Siegel noted that all three major COVID-19 vaccines and the new COVID-19 antiviral pills were the result of effective academic-business-government partnerships in technology transfer and academic entrepreneurship.

From 2008 to 2016, Siegel served as dean of the School of Business at the University at Albany, SUNY, before joining ASU as the School of Public Affairs director in 2017. He received his bachelor’s degree in economics and his master’s and doctoral degrees in business economics from Columbia University. He then served as a Sloan Foundation post-doctoral fellow at the National Bureau of Economic Research. Siegel has also taught at SUNY-Stony Brook, the University of Nottingham, RPI, where he was chair of the economics department, and the University of California, Riverside, where he served as associate dean for graduate studies.

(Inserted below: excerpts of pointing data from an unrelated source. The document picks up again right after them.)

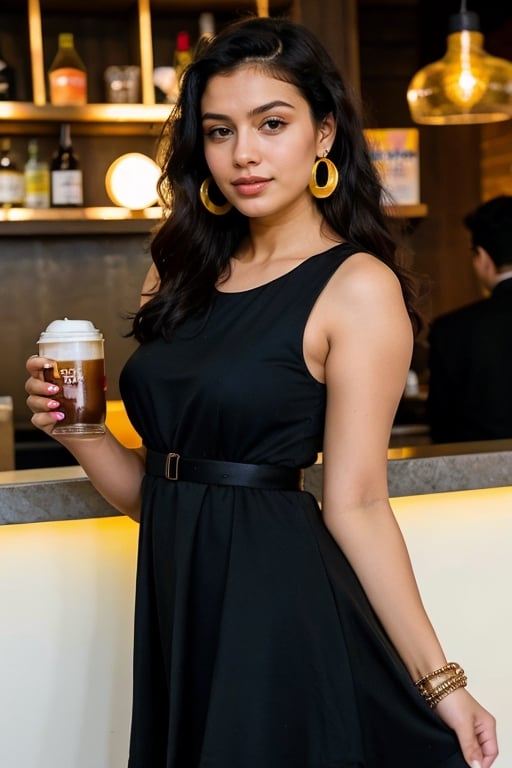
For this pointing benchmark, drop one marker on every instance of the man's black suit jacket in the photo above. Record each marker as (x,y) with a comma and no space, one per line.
(470,362)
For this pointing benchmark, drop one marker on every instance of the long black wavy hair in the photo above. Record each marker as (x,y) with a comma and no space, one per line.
(192,248)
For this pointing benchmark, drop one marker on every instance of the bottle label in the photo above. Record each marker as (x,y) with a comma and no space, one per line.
(67,188)
(68,87)
(37,188)
(11,188)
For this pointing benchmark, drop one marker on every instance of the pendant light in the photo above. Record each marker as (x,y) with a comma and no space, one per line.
(467,85)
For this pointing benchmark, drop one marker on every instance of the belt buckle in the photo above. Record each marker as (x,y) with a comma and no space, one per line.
(171,469)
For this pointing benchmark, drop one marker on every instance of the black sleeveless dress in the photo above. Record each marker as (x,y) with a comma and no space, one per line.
(255,646)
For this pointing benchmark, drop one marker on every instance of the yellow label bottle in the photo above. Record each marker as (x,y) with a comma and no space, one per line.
(67,75)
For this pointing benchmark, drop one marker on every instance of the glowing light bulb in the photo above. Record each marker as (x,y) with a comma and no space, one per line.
(467,85)
(466,75)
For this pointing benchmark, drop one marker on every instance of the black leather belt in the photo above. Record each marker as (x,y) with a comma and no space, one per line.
(172,466)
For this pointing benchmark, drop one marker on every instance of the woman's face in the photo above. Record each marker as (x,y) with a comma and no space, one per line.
(260,141)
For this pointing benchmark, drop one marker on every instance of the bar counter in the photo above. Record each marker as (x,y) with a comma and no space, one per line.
(67,585)
(65,493)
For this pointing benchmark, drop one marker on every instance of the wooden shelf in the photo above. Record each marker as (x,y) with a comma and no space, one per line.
(77,221)
(109,220)
(118,119)
(419,211)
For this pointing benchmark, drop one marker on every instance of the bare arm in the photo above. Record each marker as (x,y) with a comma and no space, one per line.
(369,344)
(115,471)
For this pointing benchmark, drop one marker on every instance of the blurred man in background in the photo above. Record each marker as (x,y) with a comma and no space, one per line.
(470,348)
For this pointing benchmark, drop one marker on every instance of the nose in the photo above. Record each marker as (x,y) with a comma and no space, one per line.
(246,151)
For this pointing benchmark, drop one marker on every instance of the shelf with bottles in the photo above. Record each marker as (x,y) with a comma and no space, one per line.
(107,33)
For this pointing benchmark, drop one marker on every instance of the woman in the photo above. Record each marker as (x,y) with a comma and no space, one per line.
(275,323)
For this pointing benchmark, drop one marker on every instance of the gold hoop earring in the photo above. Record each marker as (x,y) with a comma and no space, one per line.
(217,210)
(331,182)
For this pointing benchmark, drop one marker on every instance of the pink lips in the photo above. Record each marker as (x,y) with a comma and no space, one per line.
(250,185)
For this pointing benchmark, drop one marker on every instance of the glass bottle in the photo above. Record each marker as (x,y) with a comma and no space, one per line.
(37,179)
(11,178)
(182,53)
(66,184)
(7,80)
(67,75)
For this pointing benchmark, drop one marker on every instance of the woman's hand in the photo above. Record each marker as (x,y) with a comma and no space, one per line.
(43,396)
(474,726)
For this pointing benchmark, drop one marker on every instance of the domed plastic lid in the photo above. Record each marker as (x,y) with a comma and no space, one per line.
(70,330)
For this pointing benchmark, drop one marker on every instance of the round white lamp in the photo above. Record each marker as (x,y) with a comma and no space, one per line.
(131,181)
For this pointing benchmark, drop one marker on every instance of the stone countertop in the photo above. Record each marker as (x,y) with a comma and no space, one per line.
(65,493)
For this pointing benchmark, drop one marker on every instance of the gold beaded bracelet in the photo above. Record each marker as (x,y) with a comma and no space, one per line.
(438,684)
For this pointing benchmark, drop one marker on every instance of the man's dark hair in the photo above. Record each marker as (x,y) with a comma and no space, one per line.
(491,228)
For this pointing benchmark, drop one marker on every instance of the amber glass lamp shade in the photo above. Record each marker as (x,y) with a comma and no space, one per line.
(467,85)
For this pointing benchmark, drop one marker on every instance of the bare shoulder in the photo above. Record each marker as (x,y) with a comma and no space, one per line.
(150,285)
(365,287)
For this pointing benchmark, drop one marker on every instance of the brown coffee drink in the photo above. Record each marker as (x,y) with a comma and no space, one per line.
(76,348)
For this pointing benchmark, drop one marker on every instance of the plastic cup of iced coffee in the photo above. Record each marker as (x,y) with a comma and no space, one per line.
(76,348)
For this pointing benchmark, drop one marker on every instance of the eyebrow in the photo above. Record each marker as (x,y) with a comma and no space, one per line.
(256,111)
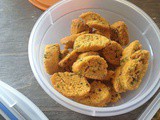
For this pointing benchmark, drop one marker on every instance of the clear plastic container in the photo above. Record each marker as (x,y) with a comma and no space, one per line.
(15,106)
(54,24)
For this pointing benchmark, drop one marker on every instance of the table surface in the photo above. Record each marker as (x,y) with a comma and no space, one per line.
(17,18)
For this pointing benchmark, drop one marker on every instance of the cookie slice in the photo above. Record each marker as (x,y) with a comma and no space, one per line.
(105,33)
(69,40)
(93,67)
(128,51)
(51,58)
(110,75)
(79,26)
(94,20)
(70,85)
(90,42)
(119,33)
(68,60)
(117,81)
(99,95)
(64,53)
(82,55)
(112,53)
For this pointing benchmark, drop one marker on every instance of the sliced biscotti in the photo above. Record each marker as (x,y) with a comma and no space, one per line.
(112,53)
(110,75)
(93,67)
(82,55)
(105,33)
(119,33)
(78,26)
(69,40)
(117,81)
(90,42)
(115,97)
(129,50)
(142,56)
(99,95)
(94,20)
(68,60)
(51,58)
(130,79)
(64,53)
(132,72)
(70,85)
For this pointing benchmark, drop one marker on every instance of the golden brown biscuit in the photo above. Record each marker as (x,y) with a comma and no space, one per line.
(131,72)
(143,57)
(64,53)
(110,75)
(99,95)
(70,85)
(69,40)
(68,60)
(119,33)
(51,58)
(93,67)
(79,26)
(112,53)
(115,97)
(90,42)
(117,81)
(105,33)
(82,55)
(129,76)
(128,51)
(94,20)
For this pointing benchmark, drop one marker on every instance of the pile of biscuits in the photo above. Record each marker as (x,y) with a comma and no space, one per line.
(94,68)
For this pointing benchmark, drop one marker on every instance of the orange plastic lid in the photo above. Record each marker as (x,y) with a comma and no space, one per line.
(43,4)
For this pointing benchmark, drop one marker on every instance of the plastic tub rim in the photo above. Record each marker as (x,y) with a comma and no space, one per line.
(49,89)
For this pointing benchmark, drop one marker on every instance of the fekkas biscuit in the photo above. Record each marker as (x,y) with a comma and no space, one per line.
(71,85)
(79,26)
(99,95)
(93,67)
(112,53)
(129,50)
(68,60)
(64,53)
(90,42)
(82,55)
(69,40)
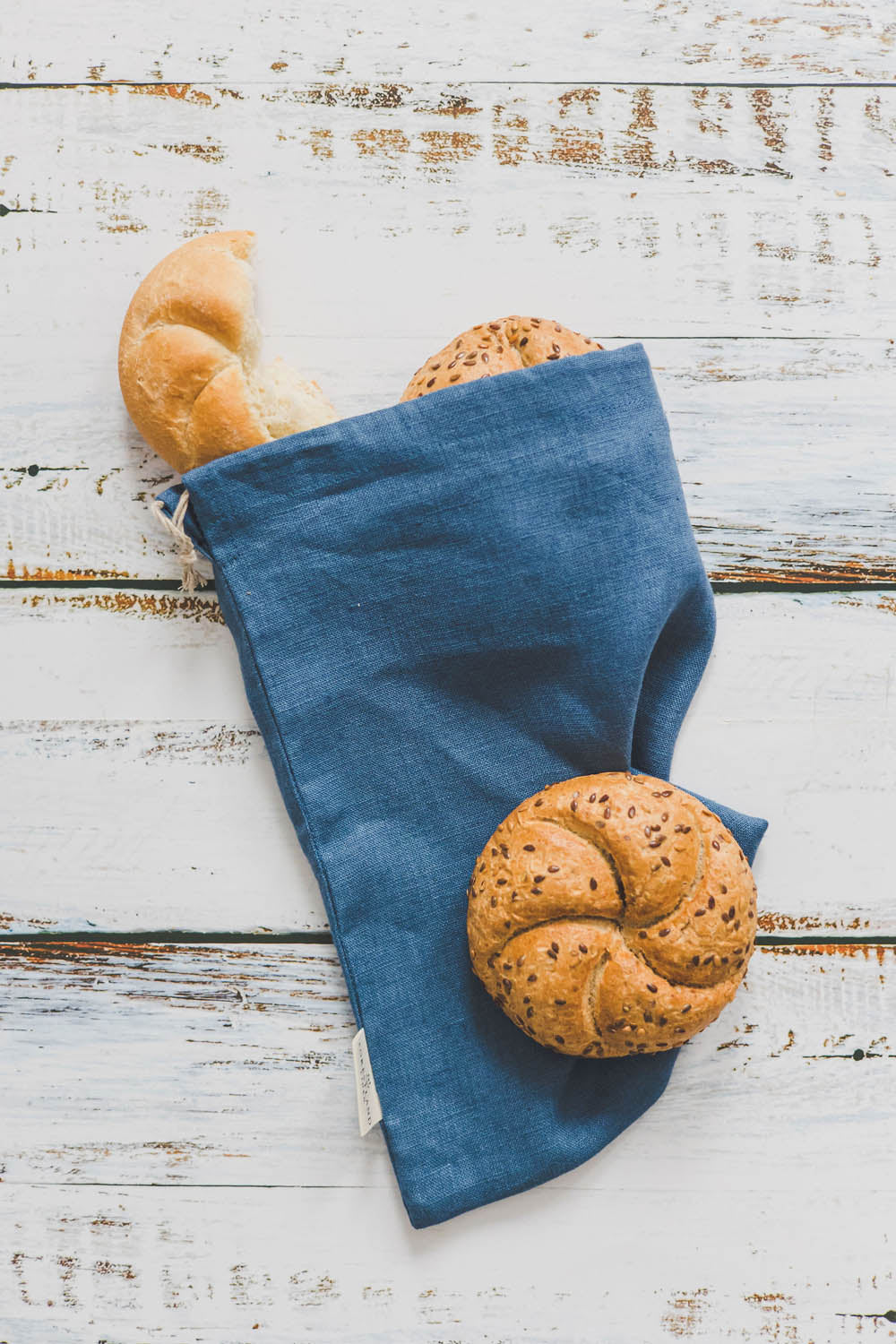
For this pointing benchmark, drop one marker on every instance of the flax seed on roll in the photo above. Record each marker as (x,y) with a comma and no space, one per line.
(611,914)
(495,347)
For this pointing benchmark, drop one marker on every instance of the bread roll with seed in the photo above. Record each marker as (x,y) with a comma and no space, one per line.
(188,359)
(495,347)
(611,914)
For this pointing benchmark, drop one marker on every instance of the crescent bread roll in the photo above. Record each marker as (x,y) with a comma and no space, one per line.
(611,914)
(495,347)
(188,359)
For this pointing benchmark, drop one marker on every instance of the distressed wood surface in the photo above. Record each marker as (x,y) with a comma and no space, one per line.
(634,39)
(231,1266)
(144,797)
(237,1074)
(177,1144)
(231,1064)
(785,448)
(769,210)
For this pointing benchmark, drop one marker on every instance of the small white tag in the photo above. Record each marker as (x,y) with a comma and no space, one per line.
(368,1104)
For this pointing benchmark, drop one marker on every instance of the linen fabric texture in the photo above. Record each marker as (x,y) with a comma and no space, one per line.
(440,607)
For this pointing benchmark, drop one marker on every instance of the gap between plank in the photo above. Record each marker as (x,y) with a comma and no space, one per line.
(185,937)
(10,86)
(719,586)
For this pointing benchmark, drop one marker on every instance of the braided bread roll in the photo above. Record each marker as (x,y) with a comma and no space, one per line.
(611,914)
(188,359)
(495,347)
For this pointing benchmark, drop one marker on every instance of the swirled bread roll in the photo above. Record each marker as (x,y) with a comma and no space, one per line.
(188,359)
(497,347)
(611,914)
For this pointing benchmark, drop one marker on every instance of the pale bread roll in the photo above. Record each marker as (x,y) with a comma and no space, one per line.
(188,359)
(611,914)
(495,347)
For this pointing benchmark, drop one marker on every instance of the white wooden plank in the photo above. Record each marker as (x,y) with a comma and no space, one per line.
(659,210)
(785,446)
(633,39)
(551,1268)
(142,796)
(231,1066)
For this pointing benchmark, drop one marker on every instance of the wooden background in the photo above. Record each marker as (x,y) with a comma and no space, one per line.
(177,1133)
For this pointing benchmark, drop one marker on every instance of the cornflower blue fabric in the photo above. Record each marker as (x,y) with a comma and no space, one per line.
(440,607)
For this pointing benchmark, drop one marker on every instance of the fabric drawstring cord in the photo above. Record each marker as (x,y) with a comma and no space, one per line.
(185,548)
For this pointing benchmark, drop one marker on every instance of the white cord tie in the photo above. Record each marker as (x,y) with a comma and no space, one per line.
(185,548)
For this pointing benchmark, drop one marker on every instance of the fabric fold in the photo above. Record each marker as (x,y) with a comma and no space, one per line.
(441,607)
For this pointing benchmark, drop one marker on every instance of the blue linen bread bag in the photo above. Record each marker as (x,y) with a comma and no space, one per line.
(440,607)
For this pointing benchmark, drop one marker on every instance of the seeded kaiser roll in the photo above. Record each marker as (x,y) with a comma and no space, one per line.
(611,914)
(495,347)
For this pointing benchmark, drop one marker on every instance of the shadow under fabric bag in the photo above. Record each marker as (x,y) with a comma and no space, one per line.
(441,607)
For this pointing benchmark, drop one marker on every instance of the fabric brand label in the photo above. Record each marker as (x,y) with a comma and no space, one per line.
(368,1104)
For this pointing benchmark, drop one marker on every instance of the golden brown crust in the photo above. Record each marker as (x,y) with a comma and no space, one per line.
(611,914)
(187,357)
(495,347)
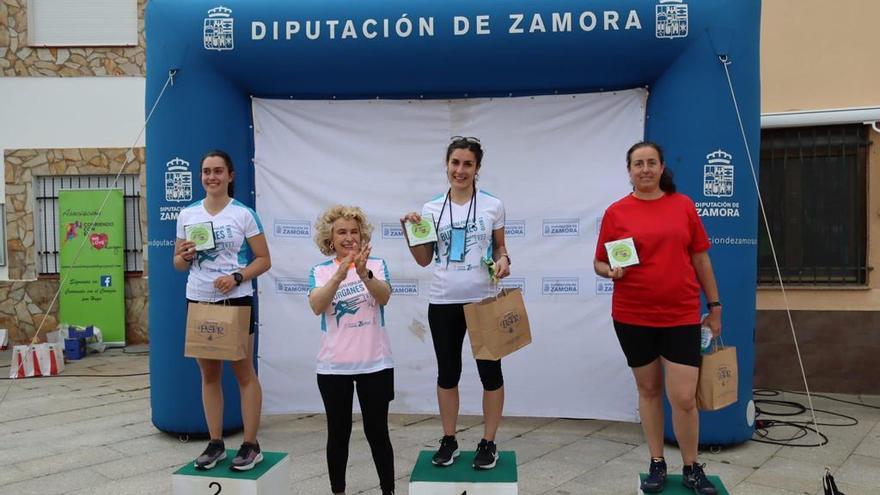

In addition to AAAS, Siegel is an elected fellow of the Academy of Management (AOM) and in 2020 was elected dean of the AOM Fellows. He has published 134 journal articles and 12 books. His most recent books are the "Oxford Handbook of Corporate Social Responsibility: Psychological and Organizational Perspectives" and the "Chicago Handbook of University Technology Transfer and Academic Entrepreneurship" (University of Chicago Press).

Siegel has also served as an editor of the Journal of Technology Transfer, the Journal of Management Studies and the Academy of Management Perspectives, and has edited 51 special issues of leading journals in management and economics on technology transfer, entrepreneurship and corporate social responsibility. His citation count, according to Google Scholar, is 65,771 (an h-indexThe h-index is an author-level metric that measures both the productivity and citation impact of a scholar's publications. of 101). According to a recent study by a Stanford University professor, he was ranked No. 79 in the world in business and management (out of 44,495 academics).

Siegel’s public policy work on technology transfer includes recently serving as co-chair of a National Academies of Science, Engineering and Medicine (NASEM) Committee on Advancing Commercialization from the Federal Laboratories, chairing a NASEM Committee on Best Practice in National Innovation Programs for Flexible Electronics, serving on a NASEM committee evaluating the Small Business Innovation Research Program and serving on the board of directors of the Research Foundation of the State University of New York.